Real-time traffic data

The Roads and Traffic Agency (Agentschap Wegen en Verkeer) [2] and the Flemish Traffic Centre (Vlaams Verkeerscentrum) [3] provide open data about the current traffic situation [1]. More of 4000 measurement points dispersed all over Flanders – but mainly located on highways, detect each minute the number of vehicles and their speed.

We use the same front-end and data pipeline as presented for the pollution data [4]. Because the amount of data is pretty big (more than 4000 measurements each minute), only a small selection of measurement points (~ 100) is captured every 10 minutes by an edge node and send to flume for further processing [5]. Two streams are captured, one with the list of measurement points and the second with the real-time traffic data (see figure).

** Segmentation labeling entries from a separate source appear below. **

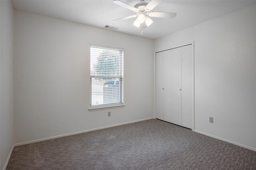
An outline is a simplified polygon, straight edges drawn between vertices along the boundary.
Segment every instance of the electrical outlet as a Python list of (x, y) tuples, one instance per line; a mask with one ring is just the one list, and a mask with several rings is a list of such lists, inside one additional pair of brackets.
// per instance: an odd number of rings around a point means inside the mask
[(209, 121), (210, 122), (210, 123), (213, 123), (213, 117), (209, 117)]

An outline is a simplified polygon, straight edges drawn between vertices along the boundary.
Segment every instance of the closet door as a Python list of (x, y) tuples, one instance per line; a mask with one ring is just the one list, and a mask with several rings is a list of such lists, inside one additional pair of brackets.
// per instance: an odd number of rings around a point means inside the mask
[(181, 48), (172, 49), (171, 123), (181, 125)]
[(182, 47), (181, 125), (192, 129), (194, 112), (194, 55), (192, 45)]
[(163, 120), (163, 52), (156, 53), (156, 118)]
[(170, 67), (172, 50), (163, 52), (163, 119), (164, 121), (172, 121), (172, 68)]

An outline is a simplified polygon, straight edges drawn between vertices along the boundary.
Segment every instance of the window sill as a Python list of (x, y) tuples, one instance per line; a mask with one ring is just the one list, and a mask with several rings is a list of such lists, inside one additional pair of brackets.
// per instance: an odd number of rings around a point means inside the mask
[(95, 107), (92, 108), (88, 108), (88, 110), (90, 111), (96, 111), (97, 110), (105, 110), (106, 109), (114, 109), (116, 108), (120, 108), (120, 107), (124, 107), (125, 105), (124, 104), (120, 104), (118, 105), (114, 105), (114, 106), (103, 106), (103, 107)]

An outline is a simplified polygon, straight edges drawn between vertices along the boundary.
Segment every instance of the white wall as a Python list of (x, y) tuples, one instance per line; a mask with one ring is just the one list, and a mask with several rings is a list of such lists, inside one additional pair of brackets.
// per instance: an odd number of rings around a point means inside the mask
[(10, 1), (0, 1), (0, 169), (14, 144), (14, 14)]
[(256, 4), (154, 44), (158, 51), (194, 41), (195, 130), (256, 150), (255, 18)]
[[(153, 40), (16, 10), (14, 31), (15, 143), (153, 117)], [(124, 49), (124, 107), (88, 111), (90, 43)]]

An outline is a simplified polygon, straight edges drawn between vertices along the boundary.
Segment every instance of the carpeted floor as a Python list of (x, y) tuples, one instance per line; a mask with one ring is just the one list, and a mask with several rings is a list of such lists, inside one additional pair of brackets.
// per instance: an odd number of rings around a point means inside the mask
[(7, 170), (256, 169), (256, 152), (152, 119), (14, 147)]

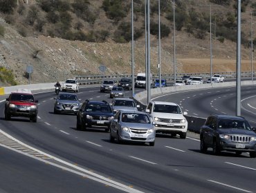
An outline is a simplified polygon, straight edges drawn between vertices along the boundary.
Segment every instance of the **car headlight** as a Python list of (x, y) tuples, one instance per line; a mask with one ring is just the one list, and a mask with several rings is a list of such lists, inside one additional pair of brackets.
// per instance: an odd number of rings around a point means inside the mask
[(150, 129), (147, 130), (147, 133), (152, 133), (154, 132), (154, 129)]
[(87, 115), (86, 115), (86, 119), (93, 119), (93, 116), (91, 116), (91, 115), (87, 114)]
[(219, 137), (221, 138), (221, 139), (229, 139), (229, 135), (228, 135), (228, 134), (220, 134)]
[(113, 116), (109, 116), (108, 119), (109, 121), (111, 121), (112, 119), (113, 119)]
[(250, 138), (250, 141), (256, 141), (256, 136), (252, 136), (251, 138)]
[(127, 128), (122, 128), (122, 129), (125, 132), (129, 132), (129, 129)]
[(15, 107), (16, 107), (16, 105), (15, 105), (15, 104), (10, 104), (10, 105), (9, 105), (9, 107), (10, 107), (10, 108), (15, 108)]

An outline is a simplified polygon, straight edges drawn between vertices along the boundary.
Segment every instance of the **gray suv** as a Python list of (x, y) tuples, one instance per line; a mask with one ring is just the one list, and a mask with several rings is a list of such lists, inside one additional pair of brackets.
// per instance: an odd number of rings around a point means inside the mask
[(256, 134), (241, 116), (212, 114), (200, 130), (200, 150), (212, 148), (214, 154), (221, 151), (235, 152), (237, 155), (249, 152), (256, 157)]

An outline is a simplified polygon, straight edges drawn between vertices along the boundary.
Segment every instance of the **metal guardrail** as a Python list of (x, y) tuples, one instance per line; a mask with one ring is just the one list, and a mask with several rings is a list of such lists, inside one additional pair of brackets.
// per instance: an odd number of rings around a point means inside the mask
[[(214, 74), (221, 74), (226, 79), (234, 79), (236, 77), (237, 73), (234, 72), (214, 72)], [(255, 72), (253, 72), (253, 76)], [(176, 74), (177, 79), (181, 79), (184, 75), (194, 76), (194, 77), (201, 77), (203, 79), (206, 79), (210, 78), (210, 73), (209, 72), (200, 72), (200, 73), (179, 73)], [(134, 75), (134, 78), (136, 78), (137, 75)], [(245, 71), (241, 72), (241, 77), (250, 77), (251, 72)], [(78, 81), (80, 84), (98, 84), (101, 83), (103, 80), (105, 79), (113, 79), (116, 81), (119, 81), (122, 78), (131, 78), (131, 74), (114, 74), (114, 75), (93, 75), (93, 76), (77, 76), (75, 77), (75, 79)], [(154, 81), (156, 79), (159, 77), (158, 74), (153, 74), (152, 79)], [(162, 79), (165, 79), (168, 81), (174, 81), (174, 74), (162, 74)]]

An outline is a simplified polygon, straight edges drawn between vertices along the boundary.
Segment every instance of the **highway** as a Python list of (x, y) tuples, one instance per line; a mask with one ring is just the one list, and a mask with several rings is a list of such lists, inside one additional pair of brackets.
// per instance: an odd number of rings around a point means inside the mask
[[(255, 88), (243, 87), (241, 97), (242, 115), (252, 125)], [(198, 138), (190, 135), (185, 140), (158, 135), (154, 147), (111, 143), (104, 130), (77, 131), (75, 115), (54, 114), (55, 96), (53, 91), (35, 94), (37, 123), (5, 121), (0, 103), (0, 192), (256, 192), (256, 160), (246, 153), (214, 156), (209, 148), (202, 154)], [(111, 101), (99, 88), (80, 89), (77, 96)], [(235, 114), (235, 88), (177, 92), (157, 100), (176, 102), (200, 117)]]

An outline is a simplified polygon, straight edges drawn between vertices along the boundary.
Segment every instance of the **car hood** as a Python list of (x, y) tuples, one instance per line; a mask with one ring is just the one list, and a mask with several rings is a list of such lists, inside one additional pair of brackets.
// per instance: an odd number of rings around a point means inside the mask
[(136, 108), (127, 106), (113, 106), (113, 108), (116, 110), (138, 110)]
[(256, 134), (253, 131), (249, 131), (241, 129), (218, 129), (220, 134), (239, 134), (239, 135), (253, 135), (256, 136)]
[(163, 118), (163, 119), (185, 119), (184, 116), (182, 114), (176, 114), (176, 113), (154, 112), (152, 115), (154, 117)]
[(122, 122), (122, 127), (132, 128), (136, 130), (150, 130), (154, 128), (152, 124), (139, 123), (124, 123)]
[(60, 99), (57, 99), (56, 100), (57, 102), (59, 102), (60, 103), (64, 103), (64, 104), (77, 104), (77, 103), (80, 103), (80, 101), (68, 101), (68, 100), (60, 100)]

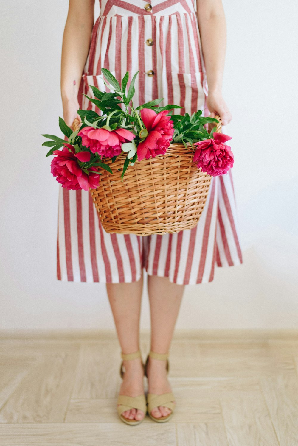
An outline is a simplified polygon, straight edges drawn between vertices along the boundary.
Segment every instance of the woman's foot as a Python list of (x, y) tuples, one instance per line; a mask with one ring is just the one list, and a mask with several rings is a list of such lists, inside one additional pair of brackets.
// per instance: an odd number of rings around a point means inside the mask
[[(148, 379), (148, 392), (161, 395), (172, 392), (172, 389), (167, 377), (166, 368), (166, 360), (156, 359), (149, 356), (147, 366), (147, 375)], [(174, 403), (176, 402), (174, 401)], [(171, 410), (165, 406), (154, 407), (151, 414), (155, 418), (166, 417)]]
[[(144, 368), (141, 358), (123, 361), (125, 373), (120, 388), (120, 395), (128, 396), (138, 396), (144, 393)], [(139, 409), (130, 409), (122, 413), (122, 415), (129, 420), (142, 420), (146, 414)]]

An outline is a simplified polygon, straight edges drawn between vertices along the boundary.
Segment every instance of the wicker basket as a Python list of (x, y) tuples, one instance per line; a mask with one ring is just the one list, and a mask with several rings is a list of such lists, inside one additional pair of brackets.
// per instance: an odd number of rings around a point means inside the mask
[[(215, 117), (219, 121), (216, 131), (220, 132), (221, 121), (218, 115)], [(192, 161), (191, 148), (170, 144), (164, 155), (128, 165), (122, 181), (126, 156), (121, 153), (114, 163), (105, 159), (113, 173), (101, 169), (99, 187), (90, 189), (106, 232), (149, 235), (195, 226), (212, 177)]]

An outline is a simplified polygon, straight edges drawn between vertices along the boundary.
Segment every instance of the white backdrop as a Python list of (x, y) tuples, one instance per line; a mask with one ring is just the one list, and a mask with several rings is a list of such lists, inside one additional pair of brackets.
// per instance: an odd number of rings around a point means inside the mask
[[(60, 186), (41, 134), (60, 134), (68, 4), (1, 1), (1, 328), (114, 326), (104, 284), (56, 278)], [(297, 328), (297, 0), (224, 4), (223, 92), (233, 119), (223, 130), (233, 137), (244, 263), (186, 285), (176, 327)], [(149, 312), (145, 292), (142, 328)]]

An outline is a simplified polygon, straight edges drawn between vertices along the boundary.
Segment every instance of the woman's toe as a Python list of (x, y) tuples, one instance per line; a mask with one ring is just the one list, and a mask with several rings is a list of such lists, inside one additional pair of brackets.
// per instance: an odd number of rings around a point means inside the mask
[(140, 410), (138, 409), (137, 411), (137, 413), (135, 416), (135, 418), (136, 420), (141, 420), (144, 418), (144, 412), (142, 410)]
[(134, 418), (135, 417), (135, 415), (136, 415), (136, 411), (135, 409), (131, 409), (131, 410), (130, 410), (130, 413), (129, 414), (130, 420), (133, 420)]
[(165, 406), (159, 406), (158, 407), (163, 417), (166, 417), (170, 413), (171, 411), (168, 407), (166, 407)]
[(160, 411), (158, 410), (157, 407), (156, 409), (154, 409), (151, 411), (151, 415), (153, 417), (155, 417), (155, 418), (160, 418), (162, 416)]

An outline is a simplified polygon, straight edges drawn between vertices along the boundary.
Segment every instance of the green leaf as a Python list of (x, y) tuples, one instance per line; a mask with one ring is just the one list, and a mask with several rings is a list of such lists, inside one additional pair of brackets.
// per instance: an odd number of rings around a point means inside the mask
[(121, 83), (121, 88), (123, 93), (125, 92), (125, 90), (126, 89), (126, 85), (127, 85), (127, 83), (128, 80), (128, 72), (126, 71), (125, 74), (124, 75), (124, 77), (122, 79), (122, 82)]
[(78, 110), (77, 112), (78, 114), (81, 117), (82, 122), (84, 116), (86, 117), (88, 121), (90, 121), (92, 119), (102, 118), (101, 116), (100, 116), (99, 115), (93, 110)]
[(85, 117), (84, 118), (84, 122), (85, 123), (85, 124), (87, 124), (87, 125), (91, 127), (93, 127), (94, 128), (96, 128), (95, 125), (94, 125), (94, 124), (92, 123), (89, 122), (89, 121), (87, 121)]
[(73, 130), (72, 130), (68, 125), (66, 125), (64, 120), (60, 116), (59, 116), (59, 127), (63, 135), (66, 136), (67, 138), (69, 138)]
[(164, 98), (162, 98), (161, 99), (155, 99), (153, 101), (150, 101), (149, 102), (146, 102), (145, 104), (143, 104), (142, 105), (139, 105), (138, 107), (137, 107), (135, 109), (138, 110), (140, 108), (150, 108), (150, 107), (153, 107), (155, 105), (157, 105), (161, 101), (163, 101), (164, 99)]
[(65, 142), (65, 140), (62, 140), (62, 138), (58, 138), (58, 136), (55, 136), (54, 135), (41, 135), (42, 136), (45, 138), (49, 138), (50, 139), (54, 140), (54, 141), (58, 141), (59, 142)]
[(93, 94), (95, 98), (97, 98), (98, 99), (101, 100), (101, 98), (104, 93), (103, 93), (103, 91), (101, 91), (100, 90), (99, 90), (98, 88), (95, 87), (95, 85), (89, 85), (89, 86), (93, 92)]
[[(65, 142), (66, 142), (66, 141)], [(45, 141), (41, 144), (41, 145), (46, 146), (46, 147), (53, 147), (53, 146), (56, 145), (57, 142), (56, 141)]]
[(104, 163), (99, 163), (99, 165), (101, 167), (102, 167), (103, 169), (105, 169), (106, 170), (108, 170), (108, 171), (110, 173), (113, 173), (111, 167), (110, 167), (108, 164), (105, 164)]
[(54, 146), (54, 147), (53, 147), (49, 151), (48, 153), (46, 155), (46, 158), (47, 157), (49, 157), (50, 155), (52, 155), (53, 152), (54, 150), (58, 150), (61, 147), (62, 147), (62, 144), (57, 144), (56, 145)]
[(121, 148), (123, 152), (128, 152), (127, 158), (129, 159), (134, 156), (135, 153), (137, 152), (137, 146), (133, 140), (129, 142), (123, 143)]
[(106, 79), (107, 79), (107, 80), (110, 83), (111, 85), (112, 85), (116, 90), (117, 90), (119, 91), (121, 91), (121, 88), (120, 88), (119, 82), (115, 77), (112, 74), (111, 71), (109, 71), (108, 70), (107, 70), (106, 68), (102, 68), (101, 71), (104, 75)]
[(130, 85), (129, 85), (129, 88), (128, 88), (128, 91), (127, 95), (127, 100), (128, 103), (130, 102), (132, 98), (133, 95), (135, 94), (135, 89), (134, 89), (134, 84), (135, 81), (136, 80), (136, 78), (139, 71), (137, 71), (137, 73), (135, 73), (133, 75), (133, 77), (132, 79), (132, 81), (130, 83)]
[(123, 181), (123, 176), (125, 172), (125, 171), (127, 168), (128, 167), (128, 164), (129, 164), (129, 159), (126, 157), (125, 161), (124, 161), (124, 165), (123, 166), (123, 170), (122, 170), (122, 173), (121, 176), (121, 179), (122, 181)]

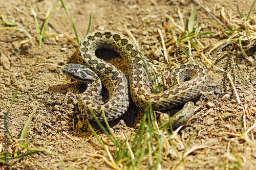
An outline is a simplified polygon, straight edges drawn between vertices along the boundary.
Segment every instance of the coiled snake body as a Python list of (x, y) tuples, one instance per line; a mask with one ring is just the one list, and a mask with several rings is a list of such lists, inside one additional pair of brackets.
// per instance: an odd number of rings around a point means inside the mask
[[(167, 82), (172, 82), (173, 84), (175, 79), (179, 80), (180, 83), (161, 93), (153, 93), (146, 70), (146, 61), (134, 42), (115, 32), (94, 32), (81, 41), (77, 52), (78, 61), (84, 66), (69, 64), (62, 66), (64, 74), (87, 84), (87, 89), (82, 94), (78, 107), (80, 112), (90, 119), (93, 117), (88, 107), (100, 121), (103, 120), (102, 110), (107, 120), (111, 121), (122, 115), (129, 105), (128, 82), (124, 75), (115, 66), (95, 55), (95, 51), (102, 48), (116, 51), (125, 61), (129, 72), (131, 98), (136, 105), (142, 110), (146, 109), (151, 103), (154, 110), (167, 110), (195, 98), (207, 86), (208, 75), (205, 70), (198, 65), (185, 64), (174, 69), (167, 79)], [(101, 82), (109, 93), (109, 100), (104, 104), (98, 103)], [(181, 124), (186, 121), (182, 120)]]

The traffic data are send to Apache Kafka [6] and two topics are created. The topic with measurement points are stored in Apache Hive [7] to have a structured query interface for further processing. The topic with the real-time traffic data is consumed with a python script and enriched with the measurement points stored in Hive to create a new Kafka topic with the enriched traffic data (see figure). This new topic is read by Druid [8] for visualization and data discovery using several tools such as Apache Superset [9].

The two other Kafka topics are send to Kudu tables which are used for the visualizations (see live map here).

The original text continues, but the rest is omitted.